Fiscal Deficit = Total Expenditure of the Government (Capital and Revenue Expenditure) – Total Income of the Government (Revenue Receipts + Recovery of Loans + Other Receipts)
If the total expenditure of the government exceeds the total revenue and non-revenue receipts in a financial year, then that gap formed is the fiscal deficit for that financial year. The fiscal deficit is represented as a percentage of GDP.
There is a negative implication of this fiscal deficit. We will learn those implications in the following section:
We know that the fiscal deficit is being solved by borrowing. Borrowing comes in paying interest as well as repaying the borrowed amount. Hence, if the government borrowing increases soon the country will face a debt trap.
The high fiscal deficit leads to wasteful and unnecessary expenditure by the government, so this can also create an inflationary pressure on the whole economy.
After the government borrows from the RBI, which means the RBI is required to print more currency notes, which is called deficit financing, and this, in turn, would result in the circulation of more money in the economy creating inflationary pressure in the economy.
The entire fiscal deficit, which is being borrowed is not available for the growth and development of the economy as a part of the borrowed money is used for interest payment. So, this is partial use of the borrowed funds in the development process.
Borrowing is actually a financial burden on future generations. They need to pay loans and interest amounts, this retards the growth of the economy.
In order to curb this fiscal deficit, we need to figure out ways. Following are the methods to stop the deficit:
To Reduce Public Expenditure:
A reduction in the expenditure on subsidies.
Reduction in expenditure on bonus.
Steps to curtail non-plan expenditure.
To Increase the Revenue:
The tax base is to be broadened and the concessions in taxes should be curtailed.
Tax evasion is to be effectively checked.
Emphasis is to be put on direct taxes to increase revenue.
Restructuring, as well as the sale of shares in the public sector units, is to be done.
Q1. What are Revenue Receipts?
Ans. Revenue receipts are defined as those receipts that neither create any liability nor it causes any reduction in the assets of the government. Revenue Receipts are regular and recurring in their nature and the government receives them in the normal course of its activities.
Examples of revenue receipts from normal life are - Income which is received as interest on a saving account. The dividend income is received from the shares of various companies. The rental income received by a company. The cash discount received from the vendors.
Government revenue receipts neither create liabilities nor reduce the assets. These are proceeds of the taxes, interest, and the dividend on government investment, cess, and other receipts for services rendered by the government – are all examples of government revenue receipts.
Q2. The Fiscal Deficit is expressed as a Percentage of GDP. Why?
Ans. The fiscal deficit is generally mentioned as the percentage of GDP. For example, if the gap between government expenditure and the total income is Rs 5 lakh crore and the country's GDP is Rs 200 lakh crore, the fiscal deficit will be 2.5% of the GDP.
If the balance is negative, the government has a deficit (that is it spends more than what it receives).

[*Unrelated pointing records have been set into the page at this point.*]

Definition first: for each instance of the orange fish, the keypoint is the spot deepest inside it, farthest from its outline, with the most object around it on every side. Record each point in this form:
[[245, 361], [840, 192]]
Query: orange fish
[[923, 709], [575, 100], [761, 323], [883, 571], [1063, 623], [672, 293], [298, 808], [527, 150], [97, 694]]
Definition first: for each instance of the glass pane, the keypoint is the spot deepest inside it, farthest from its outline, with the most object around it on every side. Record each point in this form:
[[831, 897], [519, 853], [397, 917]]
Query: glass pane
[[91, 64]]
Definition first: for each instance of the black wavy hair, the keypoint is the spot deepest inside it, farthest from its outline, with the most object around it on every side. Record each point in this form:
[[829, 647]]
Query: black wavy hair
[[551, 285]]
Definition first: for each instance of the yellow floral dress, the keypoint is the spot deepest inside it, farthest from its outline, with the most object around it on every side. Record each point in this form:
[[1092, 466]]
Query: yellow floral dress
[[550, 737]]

Fiscal balance as a percentage of GDP is used, for this is an instrument to measure a government's ability to meet the country’s financing needs and to ensure good management of the public finances is done.
Q3. Explain Tax Evasion.
Ans. Tax evasion is defined as criminal activity or an offense of dishonesty that is punishable by civil penalties. Here, the offenders intend to reduce the tax or simply escape from the tax realm.